Víctor Manuel Martínez.-

Nunca habíamos tenido un Manzanillo tan contaminado, industrializado y feo. Al parecer se ha renunciado a la vocación turística, porque nuestra imagen como ciudad es pésima y si hay promoción de nuestro destino, no es apreciable por ningún lado.

En nuestro municipio, por dondequiera se ven obras, pero al parecer ninguna es de carácter turístico. No somos un lugar atractivo para visitar, por lo menos ahora, en este tiempo.

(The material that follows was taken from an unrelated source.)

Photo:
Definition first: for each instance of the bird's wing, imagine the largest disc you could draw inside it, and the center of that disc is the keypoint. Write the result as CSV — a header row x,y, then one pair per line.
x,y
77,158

No se ve inversión en este sentido por ningún lado.

Los humos apestosos y asfixiantes salen de todos lados y la infraestructura turística no es reparada. La industria sin chimeneas ha sido tragada por la industria de las chimeneas. Y no se ve interés en que la cosa cambie.

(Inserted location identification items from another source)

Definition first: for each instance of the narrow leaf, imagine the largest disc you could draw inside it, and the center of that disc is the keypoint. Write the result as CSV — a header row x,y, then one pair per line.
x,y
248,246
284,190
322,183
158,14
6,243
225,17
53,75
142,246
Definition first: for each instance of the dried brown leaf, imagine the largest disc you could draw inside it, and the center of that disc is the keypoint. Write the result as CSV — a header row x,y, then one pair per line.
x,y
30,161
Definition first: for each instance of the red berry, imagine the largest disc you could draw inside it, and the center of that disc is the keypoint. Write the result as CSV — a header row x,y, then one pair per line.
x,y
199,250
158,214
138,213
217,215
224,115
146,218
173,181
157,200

En cambio, si al hablar antes de la zona industrial de Manzanillo se pensaba en Fondeport, ahora ésta está por todas partes, es enorme y se va devorando todo, hasta llegar al grado de afectar las zonas habitacionales. Mientras que ésta avanza todos los días, las acciones para buscar delimitar una zona industrial y hacer que ésta se respete son a paso de tortuga.

Todo el municipio es zona industrial, incluyendo las zonas rurales. Empresas altamente contaminantes se instalan por todos lados, ensuciando el ambiente con total impunidad. Las playas son islas de tranquilidad cada vez más cercadas por el modernismo mal entendido, porque modernismo turístico no tenemos, ya que parece ser que nos quedamos en este rubro en los años 70’s, cuando quisimos despuntar.

Sería bueno saber oficialmente que de aquí en adelante seremos un municipio que le apuesta únicamente a lo industrial y portuario, para así ya no enojarnos cuando veamos cómo día con día se afea, se destruye y se descuida más nuestro destino.

Y, si no es así, pues entonces que se hagan proyectos y esfuerzos de igual y mayor magnitud en este campo, para levantar a nuestra ciudad y embellecerla, para atraer a los visitantes nacionales y extranjeros, como se logró hacer en los 70’s y 80’s.

Hasta los vuelos hacia Manzanillo han bajado, porque hay poco interés por conocer el puerto colimense, ya que muchos otros destinos nos han arrebatado la clientela, y quienes han venido no nos han recomendado bien.

Muchos de quienes llegan por avión, lo hacen para trasladarse a la vecina Costa Alegre, donde hallan playas mejor cuidadas y mejor infraestructura turística.

La fama que teníamos bien ganada, la hemos ido perdiendo. Esa es la triste realidad, y la situación va de mal en peor en este tema. No se ve cómo Manzanillo pueda recuperarse como destino.